12. The system of claim 11, wherein the set of instructions that cause the processor to determine one or more characteristics of a proppant further causes the processor to determine a diameter of the proppant, a sphericity of the proppant, a Young's modulus of the proppant, and a Poisson ratio of the proppant.

13. The system of claim 11, wherein the set of instructions that cause the processor to determine one or more characteristics of the subterranean formation further causes the processor to determine a fracture closure pressure.

14. The system of claim 11, wherein the set of instructions that cause the processor to determine one or more characteristics of the fracture further causes the processor to determine a fracture width.

15. The system of claim 14, wherein the set of instructions that cause the processor to determine a fracture width further causes the processor to one of

simulate a fracturing operation and determining the fracture width of a simulated fracture; and

determine the fracture width using downhole measurements generated after the fracture is induced in the subterranean formation.

16. The system of claim 11, wherein the set of instructions further cause the processor to

determine one or more characteristics of an other proppant;

calculate a void fraction associated with the other proppant using at least one determined characteristic of the other proppant, at least one determined subterranean formation characteristic, and the model that assumes an ordered arrangement of the other proppant;

predict a fracture conductivity associated with the fracture and the other proppant based, at least in part, on the calculated void fraction associated with the other proppant and at least one determined fracture characteristic; and

select between the proppant and the other proppant based, at least in part, on the predicted fracture conductivity of the proppant and the predicted fracture conductivity of the other proppant.

17. The system of claim 11, wherein the set of instructions further cause the processor to

determine one or more characteristics of an other fracture;

predict a fracture conductivity associated with the other fracture and the proppant based, at least in part, on the calculated void fraction and at least one determined characteristic of the other fracture; and

select between the proppant and the other proppant based, at least in part, on the predicted fracture conductivity of the proppant and the predicted fracture conductivity of the other proppant.

18. The system of claim 11, wherein the set of instructions that cause the processor to determine one or more characteristics of the proppant, the subterranean formation, and the fracture within the subterranean formation further cause the processor to determine one or more characteristics of the proppant, the subterranean formation, and the fracture within the subterranean formation using an earth and/or fracture model.

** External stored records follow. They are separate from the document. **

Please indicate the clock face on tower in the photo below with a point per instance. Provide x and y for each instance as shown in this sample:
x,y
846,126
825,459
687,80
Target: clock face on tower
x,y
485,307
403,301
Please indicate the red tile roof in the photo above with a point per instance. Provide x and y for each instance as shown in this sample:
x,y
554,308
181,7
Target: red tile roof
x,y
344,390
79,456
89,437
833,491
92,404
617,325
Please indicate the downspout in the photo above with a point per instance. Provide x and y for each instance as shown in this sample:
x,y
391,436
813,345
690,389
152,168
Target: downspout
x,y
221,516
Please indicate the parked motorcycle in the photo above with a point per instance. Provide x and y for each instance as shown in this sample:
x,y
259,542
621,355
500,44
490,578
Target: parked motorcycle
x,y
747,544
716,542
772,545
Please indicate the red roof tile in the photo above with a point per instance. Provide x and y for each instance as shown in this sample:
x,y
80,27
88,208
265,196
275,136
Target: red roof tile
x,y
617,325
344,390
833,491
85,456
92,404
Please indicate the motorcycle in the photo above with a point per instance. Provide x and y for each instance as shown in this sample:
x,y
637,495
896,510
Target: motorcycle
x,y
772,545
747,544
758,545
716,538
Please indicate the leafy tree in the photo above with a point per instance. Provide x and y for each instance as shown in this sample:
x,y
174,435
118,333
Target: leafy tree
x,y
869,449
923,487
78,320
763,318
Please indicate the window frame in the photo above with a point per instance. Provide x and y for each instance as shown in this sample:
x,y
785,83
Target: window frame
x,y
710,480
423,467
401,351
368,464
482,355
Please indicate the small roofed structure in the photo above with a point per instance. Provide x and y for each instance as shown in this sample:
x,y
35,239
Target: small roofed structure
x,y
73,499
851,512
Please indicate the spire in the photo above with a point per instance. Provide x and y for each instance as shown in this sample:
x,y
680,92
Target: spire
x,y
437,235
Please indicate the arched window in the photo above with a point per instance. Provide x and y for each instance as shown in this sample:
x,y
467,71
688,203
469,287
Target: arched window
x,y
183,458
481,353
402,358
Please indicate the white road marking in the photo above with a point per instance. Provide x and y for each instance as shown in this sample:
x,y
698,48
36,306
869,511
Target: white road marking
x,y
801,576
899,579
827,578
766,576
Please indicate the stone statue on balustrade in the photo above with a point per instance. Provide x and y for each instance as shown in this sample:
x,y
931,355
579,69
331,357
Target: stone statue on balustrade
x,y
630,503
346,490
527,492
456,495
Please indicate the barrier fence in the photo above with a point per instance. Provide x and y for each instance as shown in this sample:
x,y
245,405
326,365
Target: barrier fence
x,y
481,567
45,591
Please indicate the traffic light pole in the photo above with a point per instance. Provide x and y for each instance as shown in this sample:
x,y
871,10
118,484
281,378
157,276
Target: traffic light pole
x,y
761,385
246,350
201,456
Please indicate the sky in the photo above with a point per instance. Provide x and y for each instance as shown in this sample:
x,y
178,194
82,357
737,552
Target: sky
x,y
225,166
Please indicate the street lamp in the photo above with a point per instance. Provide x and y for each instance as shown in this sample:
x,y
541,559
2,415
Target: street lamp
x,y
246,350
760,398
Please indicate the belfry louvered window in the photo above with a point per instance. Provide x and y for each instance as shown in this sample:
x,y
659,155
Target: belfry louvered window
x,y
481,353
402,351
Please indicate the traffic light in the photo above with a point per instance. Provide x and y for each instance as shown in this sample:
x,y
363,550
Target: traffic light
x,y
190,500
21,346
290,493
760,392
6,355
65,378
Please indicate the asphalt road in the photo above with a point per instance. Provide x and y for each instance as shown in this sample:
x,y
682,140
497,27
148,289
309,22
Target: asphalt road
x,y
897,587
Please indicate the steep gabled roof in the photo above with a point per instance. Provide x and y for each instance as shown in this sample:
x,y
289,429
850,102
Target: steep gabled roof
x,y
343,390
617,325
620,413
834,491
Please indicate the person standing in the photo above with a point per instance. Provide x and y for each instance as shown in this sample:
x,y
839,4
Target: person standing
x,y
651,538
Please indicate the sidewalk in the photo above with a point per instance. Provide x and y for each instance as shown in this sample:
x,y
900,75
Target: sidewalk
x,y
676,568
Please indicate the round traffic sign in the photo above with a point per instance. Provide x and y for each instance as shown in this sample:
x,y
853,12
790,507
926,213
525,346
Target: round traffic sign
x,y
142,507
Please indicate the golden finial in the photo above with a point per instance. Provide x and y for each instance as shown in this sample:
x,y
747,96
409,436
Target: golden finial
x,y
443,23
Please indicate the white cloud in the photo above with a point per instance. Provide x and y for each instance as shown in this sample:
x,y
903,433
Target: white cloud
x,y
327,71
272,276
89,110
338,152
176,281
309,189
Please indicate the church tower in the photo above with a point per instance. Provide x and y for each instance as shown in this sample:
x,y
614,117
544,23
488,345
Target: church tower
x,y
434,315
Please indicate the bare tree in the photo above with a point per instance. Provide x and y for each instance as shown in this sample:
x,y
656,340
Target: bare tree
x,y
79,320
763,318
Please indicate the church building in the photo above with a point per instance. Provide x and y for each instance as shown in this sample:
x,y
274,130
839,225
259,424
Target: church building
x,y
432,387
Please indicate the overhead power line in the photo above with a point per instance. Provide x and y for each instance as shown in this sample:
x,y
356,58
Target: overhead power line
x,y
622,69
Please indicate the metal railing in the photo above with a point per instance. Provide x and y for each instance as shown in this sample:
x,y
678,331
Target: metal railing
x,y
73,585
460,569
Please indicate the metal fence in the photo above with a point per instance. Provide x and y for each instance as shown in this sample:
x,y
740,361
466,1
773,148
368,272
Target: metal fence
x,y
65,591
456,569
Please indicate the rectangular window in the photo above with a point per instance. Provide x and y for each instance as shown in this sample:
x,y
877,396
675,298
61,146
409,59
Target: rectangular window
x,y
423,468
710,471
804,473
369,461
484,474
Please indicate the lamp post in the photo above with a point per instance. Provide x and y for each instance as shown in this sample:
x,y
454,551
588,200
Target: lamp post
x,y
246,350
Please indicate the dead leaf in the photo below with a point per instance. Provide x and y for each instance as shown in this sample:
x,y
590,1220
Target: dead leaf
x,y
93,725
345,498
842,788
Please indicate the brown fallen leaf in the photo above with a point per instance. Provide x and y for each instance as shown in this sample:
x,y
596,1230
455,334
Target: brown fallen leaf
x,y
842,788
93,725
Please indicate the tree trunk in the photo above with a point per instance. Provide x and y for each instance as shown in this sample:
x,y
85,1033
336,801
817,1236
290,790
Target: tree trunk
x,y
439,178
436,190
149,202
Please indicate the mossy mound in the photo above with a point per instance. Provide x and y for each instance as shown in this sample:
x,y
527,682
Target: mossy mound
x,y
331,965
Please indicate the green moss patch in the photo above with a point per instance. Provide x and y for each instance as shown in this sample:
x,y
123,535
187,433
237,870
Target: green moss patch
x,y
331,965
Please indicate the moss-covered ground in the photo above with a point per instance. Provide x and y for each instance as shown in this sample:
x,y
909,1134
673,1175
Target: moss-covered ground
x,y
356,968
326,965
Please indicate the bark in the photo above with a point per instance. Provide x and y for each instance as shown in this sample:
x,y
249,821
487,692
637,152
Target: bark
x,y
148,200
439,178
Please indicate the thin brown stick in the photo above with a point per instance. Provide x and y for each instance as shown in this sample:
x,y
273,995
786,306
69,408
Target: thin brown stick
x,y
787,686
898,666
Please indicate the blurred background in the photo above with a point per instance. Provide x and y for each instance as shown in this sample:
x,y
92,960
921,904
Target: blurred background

19. The system of claim 11, wherein the set of instructions that cause the processor to determine one or more characteristics of the proppant, the subterranean formation, and the fracture within the subterranean formation further cause the processor to determine one or more characteristics of the proppant, the subterranean formation, and the fracture within the subterranean formation using measurements generated during a fracturing and stimulation operation.

20. The system of claim 11, wherein

the set of instructions that cause the processor to select the proppant based, at least in part, on the predicted fracture conductivity further causes the processor to select the proppant for a first stage of a stimulation operation; and

the set of instructions further cause the processor to select a different proppant based for a second stage of the stimulation operation based, at least in part, on the model.